- What is PostgreSQL and why does it need to be backed up?
- What methods of backup are built-in to Postgres?
- SQL Dump
- File System Level Backup
- Continuous Archiving PostgreSQL Backup
- What products exist on the PostgreSQL backup market, and what they can provide?
- Bacula Enterprise capabilities in Postgres backup and restore
What is PostgreSQL and why does it need to be backed up?
PostgreSQL is a plugin designed to simplify backup and restore procedures. There are many reasons why your databases might be at risk. For example, device failure (which can lead to all instances becoming unavailable), data corruption (which can also spread across replicas), software error, human error, ransomware or malware attack, and compliance requirements (such as data retention periods and storage of data).
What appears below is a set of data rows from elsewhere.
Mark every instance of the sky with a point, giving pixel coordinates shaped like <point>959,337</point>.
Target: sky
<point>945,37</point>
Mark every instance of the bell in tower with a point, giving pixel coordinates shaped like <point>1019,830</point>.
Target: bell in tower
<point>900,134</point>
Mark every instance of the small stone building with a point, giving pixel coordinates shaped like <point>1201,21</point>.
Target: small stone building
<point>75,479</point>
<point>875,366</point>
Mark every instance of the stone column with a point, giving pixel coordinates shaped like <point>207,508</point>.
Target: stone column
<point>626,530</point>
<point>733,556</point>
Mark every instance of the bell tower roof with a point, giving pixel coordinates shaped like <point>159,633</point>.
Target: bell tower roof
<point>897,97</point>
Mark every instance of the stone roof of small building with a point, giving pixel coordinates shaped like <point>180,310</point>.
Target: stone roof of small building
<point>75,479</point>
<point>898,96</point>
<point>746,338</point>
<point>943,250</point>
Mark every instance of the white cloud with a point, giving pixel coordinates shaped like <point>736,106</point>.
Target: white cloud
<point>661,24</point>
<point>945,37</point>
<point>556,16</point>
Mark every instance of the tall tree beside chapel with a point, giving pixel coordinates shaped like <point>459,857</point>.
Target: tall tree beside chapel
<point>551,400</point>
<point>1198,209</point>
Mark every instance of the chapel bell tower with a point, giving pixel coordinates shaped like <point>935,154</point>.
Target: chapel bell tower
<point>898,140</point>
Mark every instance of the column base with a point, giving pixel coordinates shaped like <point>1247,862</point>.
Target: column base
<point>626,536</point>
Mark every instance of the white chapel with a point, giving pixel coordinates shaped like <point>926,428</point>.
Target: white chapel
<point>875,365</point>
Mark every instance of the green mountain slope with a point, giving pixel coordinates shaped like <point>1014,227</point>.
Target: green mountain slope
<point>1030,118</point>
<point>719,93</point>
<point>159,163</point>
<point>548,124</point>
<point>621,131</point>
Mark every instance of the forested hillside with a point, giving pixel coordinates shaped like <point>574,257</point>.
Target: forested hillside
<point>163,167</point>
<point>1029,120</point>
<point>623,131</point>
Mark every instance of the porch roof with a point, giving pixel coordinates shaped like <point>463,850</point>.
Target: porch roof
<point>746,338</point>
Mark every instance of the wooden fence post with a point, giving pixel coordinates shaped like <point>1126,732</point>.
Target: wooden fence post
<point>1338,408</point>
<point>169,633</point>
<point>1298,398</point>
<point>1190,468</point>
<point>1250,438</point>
If you are administering a database, it’s critical to keep regular backups so you don’t risk losing valuable information and hours of work. Having a solid database backup and recovery strategy is a crucial part of data management for any operation.
A plugin like PostgreSQL backup can also help you avoid costly failures that could be grounds for legal action. If something happens that disrupts your database (due to innocent mistakes or malicious attacks), you can restore your data and have it running again quickly. This article will explain how to easily backup and restore Postgres databases.
What methods of backup are built-in to Postgres?
PostgreSQL can help admins protect data integrity, developers build more resilient and secure environments, and programmers create new applications. The plugin supports three backup techniques: SQL dump, file system level backup, and continuous archiving. Let’s go through each in more detail.
The goal of this dump method is to generate a file with SQL commands that can be fed back to the server. This information can help it recreate the database in the same state it was when the dump was made. You can run this procedure from any remote host, as long as it has access to the database (you will need to have read access to all tables you want to back up, so it’s best to run the dump as a database superuser). Dumps created using PostgreSQL backup are internally consistent and represent a snapshot of the database as it was when the dump began.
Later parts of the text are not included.